SSDs: A Guide To Using Flash In The Datacenter
With the price of SSDs rapidly declining, it's tempting to put them in every new server or storage system. Not so fast.
February 14, 2014
Silicon is the darling of the storage world: Out with spinning disks, in with flash chips. There is a lot to like about solid-state storage. It offers faster I/O, lower latency and power consumption, and instant-on from sleep states for lightning-fast access to cold data, all from smaller components easily adapted to a variety of form factors. Indeed, flash memory's miniscule use of space and power are a key enabler of mobile devices and the reason SSDs are displacing HDDs in most laptops.
But in datacenters, where storage requirements are measured in petabytes, not terabytes, flash must be used opportunistically. Despite the claims of some solid-state proponents, the all-flash datacenter is still years from becoming a reality, as described in InformationWeek's 2014 State of Storage report.

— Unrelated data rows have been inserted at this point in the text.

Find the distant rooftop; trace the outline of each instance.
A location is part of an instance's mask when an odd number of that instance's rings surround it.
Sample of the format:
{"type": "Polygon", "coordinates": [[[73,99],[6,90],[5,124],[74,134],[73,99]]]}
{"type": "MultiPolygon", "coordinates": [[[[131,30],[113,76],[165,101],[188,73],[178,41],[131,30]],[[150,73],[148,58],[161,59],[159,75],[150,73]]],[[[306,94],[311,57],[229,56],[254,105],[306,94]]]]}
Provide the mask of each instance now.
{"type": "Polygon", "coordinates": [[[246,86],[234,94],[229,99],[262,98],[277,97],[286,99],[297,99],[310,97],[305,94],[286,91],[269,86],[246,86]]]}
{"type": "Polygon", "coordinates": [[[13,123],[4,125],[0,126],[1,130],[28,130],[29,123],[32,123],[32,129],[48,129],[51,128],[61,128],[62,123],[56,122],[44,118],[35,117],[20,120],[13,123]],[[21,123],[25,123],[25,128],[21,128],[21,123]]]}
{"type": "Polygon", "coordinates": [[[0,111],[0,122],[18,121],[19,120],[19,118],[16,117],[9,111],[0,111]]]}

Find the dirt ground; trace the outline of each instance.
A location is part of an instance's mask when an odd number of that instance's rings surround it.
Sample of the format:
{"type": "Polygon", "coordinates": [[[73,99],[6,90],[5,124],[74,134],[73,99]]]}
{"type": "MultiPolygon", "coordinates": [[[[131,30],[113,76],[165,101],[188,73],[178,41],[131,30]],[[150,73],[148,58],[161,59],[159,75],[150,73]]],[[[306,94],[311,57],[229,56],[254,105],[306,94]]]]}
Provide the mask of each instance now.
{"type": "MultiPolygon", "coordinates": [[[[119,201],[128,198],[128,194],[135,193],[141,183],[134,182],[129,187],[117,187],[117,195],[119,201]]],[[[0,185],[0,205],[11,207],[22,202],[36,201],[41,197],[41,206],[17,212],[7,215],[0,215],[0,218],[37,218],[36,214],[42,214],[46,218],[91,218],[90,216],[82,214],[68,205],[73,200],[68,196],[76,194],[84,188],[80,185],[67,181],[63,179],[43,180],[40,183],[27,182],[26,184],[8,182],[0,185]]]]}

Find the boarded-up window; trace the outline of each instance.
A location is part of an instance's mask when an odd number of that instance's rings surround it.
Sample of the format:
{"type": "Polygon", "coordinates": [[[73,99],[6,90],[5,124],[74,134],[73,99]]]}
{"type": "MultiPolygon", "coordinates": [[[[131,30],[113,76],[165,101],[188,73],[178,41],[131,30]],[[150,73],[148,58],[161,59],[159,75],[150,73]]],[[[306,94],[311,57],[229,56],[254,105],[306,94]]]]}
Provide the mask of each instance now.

But the price per bit differential between flash and disk is narrowing, albeit from a very wide gap, meaning it's rational and economical to use SSDs in more and more applications.

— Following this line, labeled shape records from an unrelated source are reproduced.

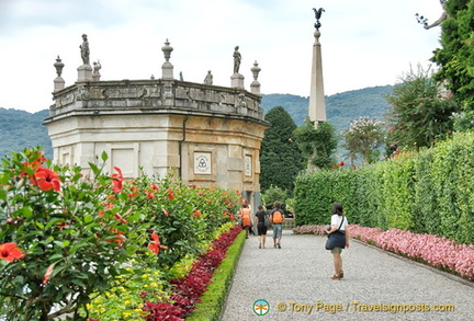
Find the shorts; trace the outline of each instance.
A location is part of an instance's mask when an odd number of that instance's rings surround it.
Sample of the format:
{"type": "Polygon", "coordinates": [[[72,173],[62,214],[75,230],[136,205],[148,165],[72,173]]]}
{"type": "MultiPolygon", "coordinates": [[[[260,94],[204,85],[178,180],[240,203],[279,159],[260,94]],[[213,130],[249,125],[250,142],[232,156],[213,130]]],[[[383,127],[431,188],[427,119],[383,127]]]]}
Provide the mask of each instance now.
{"type": "Polygon", "coordinates": [[[257,226],[257,234],[259,236],[267,236],[268,228],[264,225],[258,225],[257,226]]]}
{"type": "Polygon", "coordinates": [[[273,239],[281,238],[282,236],[282,225],[281,223],[274,223],[273,225],[273,239]]]}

There are four major categories of flash product: server-side PCIe cards and SSDs, hybrid flash-HDD storage arrays, and all-flash systems using either SSDs or proprietary memory cards. The State of Storage survey found that 40% of respondents make use of SSDs in arrays, up 8 points since 2013.
However, all-flash arrays are still a niche, deployed by only 16%, with a mere 3% using them extensively. Thirty-nine percent of respondents use solid state in servers, up 10 points, with the vast majority (83%) opting for SSDs over PCIe adapters. But server deployments are still selective, with almost two-thirds of respondents using solid state in no more than 20% of their servers.